Small-lot developer returns to Eagle Rock street for seconds*

Eagle Rock, real estate, homes

Rendering of new Eagle Rock development | Heyday Partnership

EAGLE ROCK —  The neighborhood council voted Tuesday night in favor of  the construction of  seven townhomes on the site of a former child care center at the corner of Ellenwood Drive and Fair Park Avenue.  This would be the second small-lot project on Ellenwood  for Heyday Partnership, which sold off the building rights of the first development on the street to Pulte Homes. Pulte  completed the 19-home development known as Mosaic in 2012 but abandoned the contemporary design Heyday is known for in favor of  a more traditional, Mediterranean style.

The new project of three-story homes would be constructed about two blocks south of Mosaic on the site of a former religious day care center associated with the nearby Solheim Lutheran Home. Each of the three-bedroom houses would range in size from about 1,900 to 2,100-square-feet, according to documents submitted by Heyday.

In a separate action, the council also approved a letter of recommendation for a much larger, 45-home, small-lot project on Eagle Rock Boulevard by an Irvine home builder.

Builders can pack more homes on  a property than would normally be allowed if  the project meets certain guidelines under the city’s small-lot subdivision ordinance,  primarily by allowing homes to be built within inches of each other and reducing the amount of open space.

* Update: Construction is expected to begin by late summer, said Kevin Wronske of Heyday Partnership.  Pricing has not been set.

Site plan for seven townhomes | Heyday Partnership

Site plan for seven townhomes | Heyday Partnership


  1. more density not near transit. More people, more cars, more congestion. Thumbs down.
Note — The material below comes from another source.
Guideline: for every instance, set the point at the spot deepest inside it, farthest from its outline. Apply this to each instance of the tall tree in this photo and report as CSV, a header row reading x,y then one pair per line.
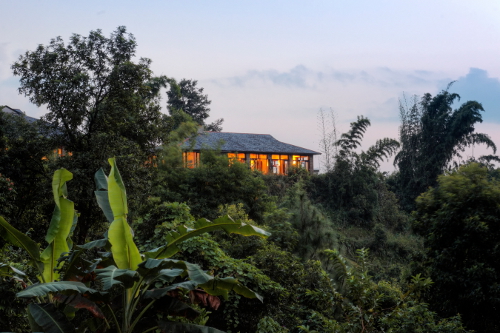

    I’m all for redevelopment, but against over development.

    • When area is dense it will make transit investments economical. Transit will follow! Kinda a chicken v egg situation.

    • I wouldn’t exactly call 7 single-family homes “dense”. Can we avoid the hyperbole.

      • a) it’s denser than what was there before
        b) one or two of these types of INCREASED density developments is not a big deal. Problem is that they are springing up all over the place,,, several mentioned here on eastsider near eagle rock blvd.

        more people == more cars, more congestion, more required parking, period.

  2. Seriously? What transit do you think they’ll put around there? And, whatever it is (maybe bus), do you seriously think more than a few will really use it?

    The plan here, is to build build build to make traffic/ congestion/ parking as horrific as possible. Then, people will cry out for solutions. In come the transit junkies to save the day, but in reality, they’ll spend billions on something that the vast majority of people will not use.. because the transit network won’t be dense enough or efficient enough to actually be useful to most.. so we’ll still have brutal traffic/ congestion/ parking problems.

    well done.

    • Ok so we’re screwed either way then because the status quo isn’t exactly desirable/ideal/better either. Thanks for the insight.

    • Can run buses every 10 or 15minutes to keep them reliable. Can have bus only lanes. It’s not like buses are THAT bad.